In 1754, Nova Scotia's Lieutenant Governor Charles Lawrence, mindful of the threat the French posed at Fortress Louisbourg on Cape Breton Island, of the intentions of the Mi'kmaq and the Acadians, offered land grants to twenty families, who referred to their settlement as Lawrence's Town, which became Lawrencetown.

== Geography ==
Situated approximately 24 km east of Halifax Harbour, West Lawrencetown is located on a peninsula in the Atlantic Ocean formed by Cole Harbour to the west and Lawrencetown Lake (a natural harbour) to the east.
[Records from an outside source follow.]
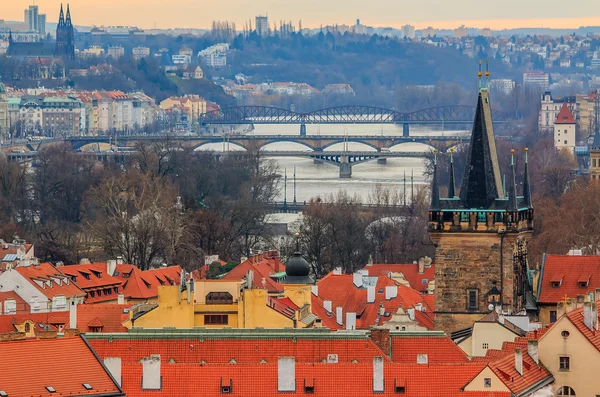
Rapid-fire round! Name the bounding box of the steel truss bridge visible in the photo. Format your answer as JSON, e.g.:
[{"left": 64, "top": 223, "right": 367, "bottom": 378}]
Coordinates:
[{"left": 200, "top": 106, "right": 514, "bottom": 125}]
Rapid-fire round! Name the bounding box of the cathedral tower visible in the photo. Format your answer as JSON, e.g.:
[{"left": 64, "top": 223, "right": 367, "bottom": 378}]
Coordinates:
[{"left": 428, "top": 64, "right": 533, "bottom": 332}]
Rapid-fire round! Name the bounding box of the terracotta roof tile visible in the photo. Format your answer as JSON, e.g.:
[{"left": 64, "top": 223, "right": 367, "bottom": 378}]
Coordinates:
[
  {"left": 538, "top": 255, "right": 600, "bottom": 303},
  {"left": 0, "top": 337, "right": 123, "bottom": 397}
]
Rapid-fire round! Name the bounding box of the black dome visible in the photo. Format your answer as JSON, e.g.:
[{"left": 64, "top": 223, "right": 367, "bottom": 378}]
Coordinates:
[{"left": 285, "top": 252, "right": 314, "bottom": 284}]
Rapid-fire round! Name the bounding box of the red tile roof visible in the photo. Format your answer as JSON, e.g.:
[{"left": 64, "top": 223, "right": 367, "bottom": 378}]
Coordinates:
[
  {"left": 364, "top": 263, "right": 435, "bottom": 291},
  {"left": 221, "top": 251, "right": 285, "bottom": 292},
  {"left": 538, "top": 255, "right": 600, "bottom": 303},
  {"left": 0, "top": 337, "right": 123, "bottom": 397},
  {"left": 391, "top": 334, "right": 469, "bottom": 364},
  {"left": 13, "top": 263, "right": 85, "bottom": 299},
  {"left": 312, "top": 273, "right": 434, "bottom": 330},
  {"left": 554, "top": 103, "right": 575, "bottom": 124},
  {"left": 60, "top": 263, "right": 123, "bottom": 303},
  {"left": 75, "top": 304, "right": 132, "bottom": 332}
]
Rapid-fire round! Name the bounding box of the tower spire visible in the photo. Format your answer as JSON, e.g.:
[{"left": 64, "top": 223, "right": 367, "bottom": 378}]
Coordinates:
[
  {"left": 448, "top": 148, "right": 456, "bottom": 198},
  {"left": 430, "top": 149, "right": 441, "bottom": 211},
  {"left": 460, "top": 86, "right": 504, "bottom": 209},
  {"left": 508, "top": 149, "right": 519, "bottom": 212},
  {"left": 523, "top": 148, "right": 531, "bottom": 208}
]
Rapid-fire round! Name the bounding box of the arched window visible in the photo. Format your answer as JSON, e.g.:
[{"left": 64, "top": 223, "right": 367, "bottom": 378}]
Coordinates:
[
  {"left": 206, "top": 292, "right": 233, "bottom": 305},
  {"left": 556, "top": 386, "right": 575, "bottom": 397}
]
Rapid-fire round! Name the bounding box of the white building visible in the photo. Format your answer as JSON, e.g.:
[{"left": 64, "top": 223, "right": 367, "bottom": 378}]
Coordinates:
[
  {"left": 523, "top": 72, "right": 550, "bottom": 90},
  {"left": 554, "top": 103, "right": 576, "bottom": 153}
]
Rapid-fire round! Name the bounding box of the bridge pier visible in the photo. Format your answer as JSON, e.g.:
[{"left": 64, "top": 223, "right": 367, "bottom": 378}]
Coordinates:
[
  {"left": 402, "top": 123, "right": 410, "bottom": 137},
  {"left": 340, "top": 162, "right": 352, "bottom": 179}
]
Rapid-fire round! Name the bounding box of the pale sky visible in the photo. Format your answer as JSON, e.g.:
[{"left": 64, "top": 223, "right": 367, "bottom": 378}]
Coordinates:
[{"left": 0, "top": 0, "right": 600, "bottom": 29}]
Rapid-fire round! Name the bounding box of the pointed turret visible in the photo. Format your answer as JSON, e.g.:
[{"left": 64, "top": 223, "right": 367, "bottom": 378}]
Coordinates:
[
  {"left": 523, "top": 148, "right": 532, "bottom": 208},
  {"left": 429, "top": 149, "right": 441, "bottom": 211},
  {"left": 508, "top": 149, "right": 519, "bottom": 212},
  {"left": 460, "top": 89, "right": 504, "bottom": 209},
  {"left": 448, "top": 148, "right": 456, "bottom": 198}
]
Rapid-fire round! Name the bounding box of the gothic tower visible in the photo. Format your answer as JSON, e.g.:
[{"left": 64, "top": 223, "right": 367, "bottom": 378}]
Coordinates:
[
  {"left": 54, "top": 4, "right": 75, "bottom": 59},
  {"left": 428, "top": 66, "right": 533, "bottom": 332}
]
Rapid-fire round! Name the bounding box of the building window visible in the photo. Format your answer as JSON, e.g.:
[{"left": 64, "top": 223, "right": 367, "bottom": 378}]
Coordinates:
[
  {"left": 556, "top": 386, "right": 575, "bottom": 397},
  {"left": 206, "top": 292, "right": 233, "bottom": 305},
  {"left": 558, "top": 356, "right": 571, "bottom": 371},
  {"left": 204, "top": 314, "right": 229, "bottom": 325},
  {"left": 467, "top": 289, "right": 479, "bottom": 310}
]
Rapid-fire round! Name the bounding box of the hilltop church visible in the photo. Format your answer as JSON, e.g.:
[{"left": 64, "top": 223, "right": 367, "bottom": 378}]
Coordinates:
[
  {"left": 6, "top": 4, "right": 75, "bottom": 59},
  {"left": 428, "top": 67, "right": 535, "bottom": 332}
]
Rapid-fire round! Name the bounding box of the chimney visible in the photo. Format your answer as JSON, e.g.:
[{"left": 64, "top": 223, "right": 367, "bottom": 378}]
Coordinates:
[
  {"left": 142, "top": 354, "right": 162, "bottom": 390},
  {"left": 371, "top": 328, "right": 392, "bottom": 357},
  {"left": 346, "top": 313, "right": 356, "bottom": 330},
  {"left": 556, "top": 302, "right": 565, "bottom": 320},
  {"left": 69, "top": 298, "right": 77, "bottom": 329},
  {"left": 527, "top": 339, "right": 540, "bottom": 364},
  {"left": 352, "top": 272, "right": 362, "bottom": 288},
  {"left": 385, "top": 285, "right": 398, "bottom": 301},
  {"left": 310, "top": 285, "right": 319, "bottom": 297},
  {"left": 277, "top": 357, "right": 296, "bottom": 393},
  {"left": 104, "top": 357, "right": 121, "bottom": 386},
  {"left": 367, "top": 285, "right": 375, "bottom": 303},
  {"left": 515, "top": 349, "right": 523, "bottom": 376},
  {"left": 583, "top": 302, "right": 598, "bottom": 332},
  {"left": 106, "top": 259, "right": 117, "bottom": 276},
  {"left": 567, "top": 298, "right": 577, "bottom": 314},
  {"left": 373, "top": 357, "right": 384, "bottom": 393}
]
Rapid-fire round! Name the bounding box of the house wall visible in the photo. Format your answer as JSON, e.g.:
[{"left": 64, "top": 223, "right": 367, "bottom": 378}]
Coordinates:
[
  {"left": 465, "top": 367, "right": 510, "bottom": 392},
  {"left": 539, "top": 316, "right": 600, "bottom": 397}
]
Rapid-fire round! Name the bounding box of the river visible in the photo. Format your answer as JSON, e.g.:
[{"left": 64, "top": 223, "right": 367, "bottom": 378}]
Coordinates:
[{"left": 200, "top": 124, "right": 468, "bottom": 202}]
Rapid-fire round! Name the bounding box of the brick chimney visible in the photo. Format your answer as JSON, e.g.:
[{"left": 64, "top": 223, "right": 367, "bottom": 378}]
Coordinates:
[
  {"left": 515, "top": 349, "right": 523, "bottom": 376},
  {"left": 527, "top": 339, "right": 540, "bottom": 364},
  {"left": 371, "top": 328, "right": 392, "bottom": 357}
]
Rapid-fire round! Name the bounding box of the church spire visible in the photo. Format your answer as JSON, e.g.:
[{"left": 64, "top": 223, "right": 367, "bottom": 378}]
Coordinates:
[
  {"left": 460, "top": 88, "right": 504, "bottom": 209},
  {"left": 508, "top": 149, "right": 519, "bottom": 212},
  {"left": 430, "top": 149, "right": 441, "bottom": 211},
  {"left": 523, "top": 148, "right": 531, "bottom": 208},
  {"left": 448, "top": 148, "right": 456, "bottom": 198}
]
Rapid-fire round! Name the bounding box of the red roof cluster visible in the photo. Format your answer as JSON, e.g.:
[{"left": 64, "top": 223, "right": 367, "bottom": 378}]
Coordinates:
[
  {"left": 312, "top": 273, "right": 434, "bottom": 330},
  {"left": 538, "top": 255, "right": 600, "bottom": 303},
  {"left": 221, "top": 251, "right": 285, "bottom": 292},
  {"left": 0, "top": 337, "right": 124, "bottom": 397},
  {"left": 364, "top": 263, "right": 435, "bottom": 292}
]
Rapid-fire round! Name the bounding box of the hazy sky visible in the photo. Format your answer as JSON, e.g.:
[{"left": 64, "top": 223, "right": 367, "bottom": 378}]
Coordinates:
[{"left": 0, "top": 0, "right": 600, "bottom": 29}]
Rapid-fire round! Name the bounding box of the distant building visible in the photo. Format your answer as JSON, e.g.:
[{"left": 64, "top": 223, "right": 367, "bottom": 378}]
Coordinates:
[
  {"left": 131, "top": 47, "right": 150, "bottom": 60},
  {"left": 108, "top": 46, "right": 125, "bottom": 59},
  {"left": 255, "top": 15, "right": 269, "bottom": 36},
  {"left": 490, "top": 79, "right": 516, "bottom": 94},
  {"left": 523, "top": 72, "right": 550, "bottom": 90},
  {"left": 402, "top": 25, "right": 415, "bottom": 39},
  {"left": 454, "top": 25, "right": 469, "bottom": 39},
  {"left": 554, "top": 103, "right": 577, "bottom": 153}
]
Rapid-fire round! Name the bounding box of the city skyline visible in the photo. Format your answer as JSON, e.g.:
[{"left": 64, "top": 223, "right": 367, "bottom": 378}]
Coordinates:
[{"left": 0, "top": 0, "right": 600, "bottom": 30}]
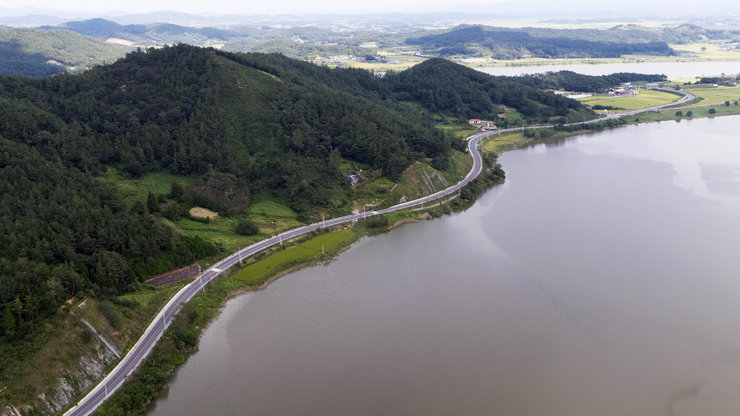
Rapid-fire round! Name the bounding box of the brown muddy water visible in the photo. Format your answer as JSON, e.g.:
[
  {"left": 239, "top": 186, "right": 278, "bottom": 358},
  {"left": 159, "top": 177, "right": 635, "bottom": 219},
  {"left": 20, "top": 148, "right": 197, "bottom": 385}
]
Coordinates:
[{"left": 151, "top": 117, "right": 740, "bottom": 416}]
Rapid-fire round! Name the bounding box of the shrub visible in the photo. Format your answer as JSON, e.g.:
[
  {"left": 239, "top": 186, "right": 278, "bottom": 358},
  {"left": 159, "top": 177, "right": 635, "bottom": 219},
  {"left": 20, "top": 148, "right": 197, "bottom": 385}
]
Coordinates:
[{"left": 98, "top": 300, "right": 121, "bottom": 329}]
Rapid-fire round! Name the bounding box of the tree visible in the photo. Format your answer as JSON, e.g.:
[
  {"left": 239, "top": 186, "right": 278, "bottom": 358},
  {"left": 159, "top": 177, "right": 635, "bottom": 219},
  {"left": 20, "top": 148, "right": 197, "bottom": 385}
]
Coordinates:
[
  {"left": 2, "top": 308, "right": 15, "bottom": 337},
  {"left": 146, "top": 191, "right": 159, "bottom": 214}
]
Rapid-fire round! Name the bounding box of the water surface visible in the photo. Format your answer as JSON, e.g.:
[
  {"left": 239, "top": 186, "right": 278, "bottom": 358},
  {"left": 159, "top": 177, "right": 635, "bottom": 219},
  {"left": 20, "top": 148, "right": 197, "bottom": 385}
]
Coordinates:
[
  {"left": 151, "top": 117, "right": 740, "bottom": 416},
  {"left": 476, "top": 61, "right": 740, "bottom": 79}
]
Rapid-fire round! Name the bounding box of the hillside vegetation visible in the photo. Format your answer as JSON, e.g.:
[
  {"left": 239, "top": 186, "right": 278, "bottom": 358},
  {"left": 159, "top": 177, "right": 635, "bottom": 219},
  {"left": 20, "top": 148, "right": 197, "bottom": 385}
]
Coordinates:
[
  {"left": 0, "top": 45, "right": 591, "bottom": 412},
  {"left": 0, "top": 28, "right": 130, "bottom": 78}
]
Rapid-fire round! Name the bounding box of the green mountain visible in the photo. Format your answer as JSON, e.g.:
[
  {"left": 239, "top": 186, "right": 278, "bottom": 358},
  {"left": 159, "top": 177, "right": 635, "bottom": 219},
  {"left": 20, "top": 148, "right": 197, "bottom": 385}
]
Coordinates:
[
  {"left": 0, "top": 45, "right": 596, "bottom": 364},
  {"left": 387, "top": 58, "right": 593, "bottom": 121},
  {"left": 40, "top": 18, "right": 235, "bottom": 47},
  {"left": 406, "top": 25, "right": 675, "bottom": 59},
  {"left": 0, "top": 28, "right": 130, "bottom": 77}
]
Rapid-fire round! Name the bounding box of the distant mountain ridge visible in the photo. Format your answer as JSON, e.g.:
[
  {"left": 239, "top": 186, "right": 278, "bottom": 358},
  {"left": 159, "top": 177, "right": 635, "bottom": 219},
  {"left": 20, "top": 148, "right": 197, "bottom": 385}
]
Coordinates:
[
  {"left": 39, "top": 18, "right": 234, "bottom": 47},
  {"left": 406, "top": 25, "right": 675, "bottom": 59},
  {"left": 0, "top": 28, "right": 131, "bottom": 78}
]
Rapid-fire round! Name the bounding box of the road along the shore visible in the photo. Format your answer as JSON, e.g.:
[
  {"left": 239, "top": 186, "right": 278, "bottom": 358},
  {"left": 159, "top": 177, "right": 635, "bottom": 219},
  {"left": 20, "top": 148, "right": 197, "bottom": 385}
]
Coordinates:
[{"left": 64, "top": 88, "right": 695, "bottom": 416}]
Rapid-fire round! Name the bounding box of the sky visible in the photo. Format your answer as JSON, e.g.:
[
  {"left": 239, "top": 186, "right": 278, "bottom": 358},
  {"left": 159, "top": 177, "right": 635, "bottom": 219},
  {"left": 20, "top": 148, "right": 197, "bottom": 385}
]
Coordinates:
[
  {"left": 0, "top": 0, "right": 498, "bottom": 14},
  {"left": 0, "top": 0, "right": 740, "bottom": 17}
]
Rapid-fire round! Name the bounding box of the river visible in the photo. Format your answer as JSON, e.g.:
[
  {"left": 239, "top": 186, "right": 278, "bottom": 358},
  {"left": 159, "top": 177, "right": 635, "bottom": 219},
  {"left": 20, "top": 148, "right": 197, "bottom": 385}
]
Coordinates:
[
  {"left": 150, "top": 117, "right": 740, "bottom": 416},
  {"left": 476, "top": 61, "right": 740, "bottom": 79}
]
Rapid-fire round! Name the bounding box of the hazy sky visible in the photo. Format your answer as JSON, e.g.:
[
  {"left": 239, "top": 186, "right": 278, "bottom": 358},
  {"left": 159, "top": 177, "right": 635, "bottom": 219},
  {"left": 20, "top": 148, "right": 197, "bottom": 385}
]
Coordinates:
[
  {"left": 0, "top": 0, "right": 740, "bottom": 18},
  {"left": 0, "top": 0, "right": 492, "bottom": 14}
]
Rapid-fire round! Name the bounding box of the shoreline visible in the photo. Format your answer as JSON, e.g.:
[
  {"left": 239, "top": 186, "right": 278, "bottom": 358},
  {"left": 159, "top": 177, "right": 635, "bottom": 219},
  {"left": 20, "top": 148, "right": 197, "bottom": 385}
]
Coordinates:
[{"left": 71, "top": 95, "right": 736, "bottom": 414}]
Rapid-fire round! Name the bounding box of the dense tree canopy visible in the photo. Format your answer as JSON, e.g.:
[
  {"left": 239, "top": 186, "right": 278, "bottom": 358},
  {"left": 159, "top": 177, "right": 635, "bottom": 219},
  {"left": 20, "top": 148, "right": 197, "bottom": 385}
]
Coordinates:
[{"left": 0, "top": 45, "right": 600, "bottom": 342}]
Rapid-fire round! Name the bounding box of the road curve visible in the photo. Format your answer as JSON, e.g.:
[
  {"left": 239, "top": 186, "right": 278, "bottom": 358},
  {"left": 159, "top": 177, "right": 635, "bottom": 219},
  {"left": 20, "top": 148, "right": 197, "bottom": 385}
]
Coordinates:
[{"left": 64, "top": 86, "right": 694, "bottom": 416}]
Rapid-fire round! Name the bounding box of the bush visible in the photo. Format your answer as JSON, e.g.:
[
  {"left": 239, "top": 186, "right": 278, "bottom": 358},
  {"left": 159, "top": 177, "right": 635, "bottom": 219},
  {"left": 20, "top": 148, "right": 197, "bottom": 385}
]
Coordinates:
[
  {"left": 432, "top": 156, "right": 450, "bottom": 170},
  {"left": 98, "top": 300, "right": 121, "bottom": 330},
  {"left": 234, "top": 220, "right": 260, "bottom": 235},
  {"left": 367, "top": 215, "right": 389, "bottom": 229}
]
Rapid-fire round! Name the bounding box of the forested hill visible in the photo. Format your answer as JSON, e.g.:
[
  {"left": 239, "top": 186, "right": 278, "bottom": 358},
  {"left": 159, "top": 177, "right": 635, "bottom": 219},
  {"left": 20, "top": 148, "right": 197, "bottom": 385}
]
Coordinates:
[
  {"left": 386, "top": 58, "right": 591, "bottom": 120},
  {"left": 0, "top": 28, "right": 130, "bottom": 77},
  {"left": 0, "top": 45, "right": 596, "bottom": 346},
  {"left": 406, "top": 25, "right": 674, "bottom": 59},
  {"left": 0, "top": 46, "right": 450, "bottom": 342},
  {"left": 502, "top": 71, "right": 668, "bottom": 92}
]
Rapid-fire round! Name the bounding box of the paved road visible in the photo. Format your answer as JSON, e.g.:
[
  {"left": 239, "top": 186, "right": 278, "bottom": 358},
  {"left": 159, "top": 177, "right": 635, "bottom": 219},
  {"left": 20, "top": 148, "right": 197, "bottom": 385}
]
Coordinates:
[{"left": 64, "top": 86, "right": 694, "bottom": 416}]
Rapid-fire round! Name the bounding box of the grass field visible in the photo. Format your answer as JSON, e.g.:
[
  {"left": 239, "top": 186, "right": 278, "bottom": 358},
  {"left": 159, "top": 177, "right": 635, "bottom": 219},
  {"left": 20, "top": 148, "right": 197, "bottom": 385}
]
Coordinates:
[
  {"left": 235, "top": 230, "right": 353, "bottom": 282},
  {"left": 483, "top": 132, "right": 529, "bottom": 153},
  {"left": 683, "top": 85, "right": 740, "bottom": 105},
  {"left": 467, "top": 43, "right": 740, "bottom": 68},
  {"left": 578, "top": 90, "right": 679, "bottom": 110},
  {"left": 249, "top": 201, "right": 298, "bottom": 218}
]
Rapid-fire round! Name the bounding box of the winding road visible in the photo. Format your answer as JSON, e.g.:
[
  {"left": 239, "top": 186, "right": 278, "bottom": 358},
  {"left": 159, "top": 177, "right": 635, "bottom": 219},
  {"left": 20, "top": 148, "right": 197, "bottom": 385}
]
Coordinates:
[{"left": 64, "top": 86, "right": 694, "bottom": 416}]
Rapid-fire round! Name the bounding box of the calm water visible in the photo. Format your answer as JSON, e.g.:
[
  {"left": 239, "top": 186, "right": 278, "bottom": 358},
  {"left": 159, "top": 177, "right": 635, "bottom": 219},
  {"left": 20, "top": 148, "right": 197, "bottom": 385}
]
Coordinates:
[
  {"left": 476, "top": 61, "right": 740, "bottom": 79},
  {"left": 147, "top": 117, "right": 740, "bottom": 416}
]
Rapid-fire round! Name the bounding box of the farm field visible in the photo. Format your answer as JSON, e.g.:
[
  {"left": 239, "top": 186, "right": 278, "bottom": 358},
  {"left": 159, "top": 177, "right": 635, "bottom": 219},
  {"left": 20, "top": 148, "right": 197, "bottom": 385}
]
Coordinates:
[
  {"left": 578, "top": 90, "right": 678, "bottom": 110},
  {"left": 236, "top": 230, "right": 353, "bottom": 282},
  {"left": 683, "top": 85, "right": 740, "bottom": 105}
]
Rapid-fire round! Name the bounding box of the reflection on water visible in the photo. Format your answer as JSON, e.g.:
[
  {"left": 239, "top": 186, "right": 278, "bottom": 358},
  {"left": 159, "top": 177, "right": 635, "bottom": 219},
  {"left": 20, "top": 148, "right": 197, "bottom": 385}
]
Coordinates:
[{"left": 152, "top": 117, "right": 740, "bottom": 416}]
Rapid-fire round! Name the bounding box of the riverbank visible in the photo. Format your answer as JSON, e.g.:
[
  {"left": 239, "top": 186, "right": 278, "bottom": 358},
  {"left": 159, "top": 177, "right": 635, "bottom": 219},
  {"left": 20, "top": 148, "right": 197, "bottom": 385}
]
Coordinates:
[
  {"left": 84, "top": 100, "right": 736, "bottom": 414},
  {"left": 88, "top": 148, "right": 503, "bottom": 415}
]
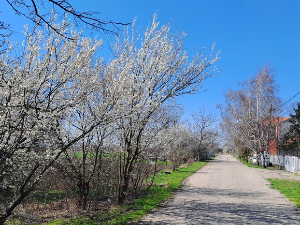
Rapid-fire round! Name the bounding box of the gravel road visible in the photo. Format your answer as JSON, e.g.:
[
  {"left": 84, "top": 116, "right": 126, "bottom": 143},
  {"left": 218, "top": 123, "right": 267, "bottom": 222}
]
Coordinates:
[{"left": 136, "top": 155, "right": 300, "bottom": 224}]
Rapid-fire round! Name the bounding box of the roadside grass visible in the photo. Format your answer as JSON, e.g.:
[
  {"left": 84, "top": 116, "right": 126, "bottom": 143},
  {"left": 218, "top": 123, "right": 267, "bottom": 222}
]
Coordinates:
[
  {"left": 48, "top": 162, "right": 207, "bottom": 225},
  {"left": 267, "top": 179, "right": 300, "bottom": 209}
]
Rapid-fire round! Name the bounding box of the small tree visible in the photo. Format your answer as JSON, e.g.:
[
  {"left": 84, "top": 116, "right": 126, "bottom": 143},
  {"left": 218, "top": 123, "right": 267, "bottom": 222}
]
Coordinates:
[
  {"left": 221, "top": 65, "right": 280, "bottom": 165},
  {"left": 0, "top": 19, "right": 119, "bottom": 224},
  {"left": 112, "top": 15, "right": 218, "bottom": 203},
  {"left": 279, "top": 102, "right": 300, "bottom": 155},
  {"left": 189, "top": 107, "right": 219, "bottom": 161}
]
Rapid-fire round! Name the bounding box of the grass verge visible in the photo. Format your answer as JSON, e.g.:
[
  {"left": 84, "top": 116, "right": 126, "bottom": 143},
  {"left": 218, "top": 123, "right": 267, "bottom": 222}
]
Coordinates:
[
  {"left": 267, "top": 179, "right": 300, "bottom": 209},
  {"left": 48, "top": 162, "right": 207, "bottom": 225}
]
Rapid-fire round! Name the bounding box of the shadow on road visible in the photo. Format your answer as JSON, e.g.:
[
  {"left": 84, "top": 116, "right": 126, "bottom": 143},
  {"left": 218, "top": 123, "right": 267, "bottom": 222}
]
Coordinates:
[{"left": 136, "top": 188, "right": 300, "bottom": 224}]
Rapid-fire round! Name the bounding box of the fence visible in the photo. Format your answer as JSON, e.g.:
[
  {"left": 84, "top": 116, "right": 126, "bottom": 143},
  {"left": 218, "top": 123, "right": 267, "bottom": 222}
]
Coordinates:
[{"left": 270, "top": 155, "right": 300, "bottom": 173}]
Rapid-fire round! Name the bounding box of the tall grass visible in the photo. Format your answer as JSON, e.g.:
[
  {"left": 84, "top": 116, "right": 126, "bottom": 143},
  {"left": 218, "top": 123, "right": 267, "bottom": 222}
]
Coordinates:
[{"left": 48, "top": 162, "right": 207, "bottom": 225}]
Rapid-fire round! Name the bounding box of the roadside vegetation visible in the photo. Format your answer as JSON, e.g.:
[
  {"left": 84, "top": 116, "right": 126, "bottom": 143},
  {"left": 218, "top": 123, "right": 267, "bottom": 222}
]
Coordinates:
[
  {"left": 0, "top": 12, "right": 219, "bottom": 225},
  {"left": 9, "top": 162, "right": 207, "bottom": 225},
  {"left": 268, "top": 179, "right": 300, "bottom": 209}
]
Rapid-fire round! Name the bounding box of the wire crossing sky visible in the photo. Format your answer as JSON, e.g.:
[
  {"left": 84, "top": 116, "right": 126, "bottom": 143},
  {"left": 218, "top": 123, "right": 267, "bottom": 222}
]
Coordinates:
[{"left": 0, "top": 0, "right": 300, "bottom": 118}]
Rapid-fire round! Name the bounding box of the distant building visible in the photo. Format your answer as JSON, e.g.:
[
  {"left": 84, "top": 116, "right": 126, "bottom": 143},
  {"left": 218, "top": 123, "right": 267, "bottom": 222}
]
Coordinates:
[{"left": 269, "top": 117, "right": 291, "bottom": 155}]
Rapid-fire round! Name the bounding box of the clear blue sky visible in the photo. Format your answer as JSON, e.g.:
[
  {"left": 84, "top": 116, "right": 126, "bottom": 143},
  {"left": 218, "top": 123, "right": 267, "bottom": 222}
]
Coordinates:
[{"left": 0, "top": 0, "right": 300, "bottom": 118}]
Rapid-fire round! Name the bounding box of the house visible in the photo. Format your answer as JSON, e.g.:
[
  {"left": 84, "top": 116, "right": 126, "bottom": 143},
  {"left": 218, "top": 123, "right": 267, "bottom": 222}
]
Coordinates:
[{"left": 268, "top": 117, "right": 291, "bottom": 155}]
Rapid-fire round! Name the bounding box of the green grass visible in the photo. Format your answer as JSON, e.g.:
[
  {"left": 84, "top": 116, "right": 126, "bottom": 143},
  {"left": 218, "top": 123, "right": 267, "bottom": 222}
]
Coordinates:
[
  {"left": 268, "top": 179, "right": 300, "bottom": 209},
  {"left": 48, "top": 162, "right": 207, "bottom": 225},
  {"left": 33, "top": 190, "right": 66, "bottom": 203}
]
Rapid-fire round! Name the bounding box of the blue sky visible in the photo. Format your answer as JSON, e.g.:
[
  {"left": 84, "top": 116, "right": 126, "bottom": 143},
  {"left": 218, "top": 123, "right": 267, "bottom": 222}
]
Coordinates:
[{"left": 0, "top": 0, "right": 300, "bottom": 118}]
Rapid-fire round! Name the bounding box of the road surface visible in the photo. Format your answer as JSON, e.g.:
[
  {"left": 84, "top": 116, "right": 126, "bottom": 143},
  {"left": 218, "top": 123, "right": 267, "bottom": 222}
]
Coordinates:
[{"left": 136, "top": 155, "right": 300, "bottom": 224}]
The community of Upper Lawrencetown is located northwest along the Highway 107 corridor and the coastal community of Lawrencetown is to the southeast where Lawrencetown Beach Provincial Park is situated.

The area has a unique micro climate as a result of the shallow waters of Cole Harbour and Lawrencetown Lake which are heated by the daytime sun and retained by an abandoned railway embankment constructed across the waterway which acts as a barrier to tidal exchange. As a result, West Lawrencetown experiences fewer fog days compared to other areas along the Eastern Shore.

== Beaches ==
West Lawrencetown is also the home of three beaches. Lawrencetown Beach, a south-facing stretch of sand that unfurls lazily for nearly 1.5 km (1 mi), is renowned as a prime destination for local and international surfers, located along Route 207, twenty-five miles from the hustle and cosmopolitan bustle of downtown Halifax. The second beach is Conrad's Beach located at the end of Conrad Road. Stoney Beach is located on the 207 west of Lawrencetown Beach.

Lawrencetown Beach is a provincial park and was one of the first beaches in the province to be supervised by the Nova Scotia Lifeguard Service who have been on duty there since 1973.